Egemen ideolojinin kendi bilinciyle oluşturduğu eğitim, din, gelenek ve göreneklerle yinelenerek yeniden üretiliyor. Kışlada erkekleşiyor. ‘Karı gibisin oğlum,’ sözü de dilimize oradan yerleşiyor. Çalışmayla doruk noktasına ulaşıyor. Tabiî ki burada en temel belirleyici öğe din, çünkü dinin kutsiyeti ve dokunulmazlığı var. Diğerleri onun etrafında şekilleniyor. Din, toplumun tüm katmanlarını tamamen kuşatan kutsal bir çember.

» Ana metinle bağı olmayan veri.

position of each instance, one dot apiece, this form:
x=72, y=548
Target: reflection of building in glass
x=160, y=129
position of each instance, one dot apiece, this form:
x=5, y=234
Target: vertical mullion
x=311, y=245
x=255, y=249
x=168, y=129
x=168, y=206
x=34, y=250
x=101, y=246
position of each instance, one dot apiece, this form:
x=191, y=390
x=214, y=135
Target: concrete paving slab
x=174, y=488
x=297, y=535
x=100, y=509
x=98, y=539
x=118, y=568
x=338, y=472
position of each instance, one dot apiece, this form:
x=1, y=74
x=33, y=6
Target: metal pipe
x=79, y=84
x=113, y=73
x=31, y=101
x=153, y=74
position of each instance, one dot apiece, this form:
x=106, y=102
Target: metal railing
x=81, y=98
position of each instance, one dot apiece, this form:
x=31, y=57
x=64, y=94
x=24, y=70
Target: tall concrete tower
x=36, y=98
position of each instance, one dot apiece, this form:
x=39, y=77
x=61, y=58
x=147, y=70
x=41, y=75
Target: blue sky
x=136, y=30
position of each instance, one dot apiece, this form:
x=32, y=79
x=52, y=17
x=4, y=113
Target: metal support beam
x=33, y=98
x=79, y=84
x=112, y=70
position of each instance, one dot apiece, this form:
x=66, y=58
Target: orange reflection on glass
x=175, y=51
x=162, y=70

 Her şey o çemberin içinde dönüyor. O çember, hayatımızın her alanında tek otorite sahibi olmayı hiçbir koşulda elinden bırakmıyor, böylece, yaşamın en hassas hücrelerine sızarak geleceği kendi kurallarına göre yeniden şekillendiriyor.


Kız Çocukları Nasıl Yetiştiriliyor?

Korunaklı alanları, yaşadıkları evler ve evlerin içindeki işler; yemek, bulaşık, hizmet, ağırbaşlılık, kafanı yerden kaldırma, bekâretine sahip ol, yoksa ortalık malı olursun, aman tek başına bir yere gitme, gece karanlıkta sokağa çıkma, ailesindeki ve çevresindeki bütün erkekler ‘sen bu saatte eve gidemezsin, ben sana eşlik edeyim’ diyerek zaten baştan omurgasını eğip, iradesini sakatlıyorlar. Kadına yapılan taciz, tecavüz ve şiddetin toplum üzerindeki algısı bile ikiyüzlülükle, hatta birkaç yüzlülükle dolu. 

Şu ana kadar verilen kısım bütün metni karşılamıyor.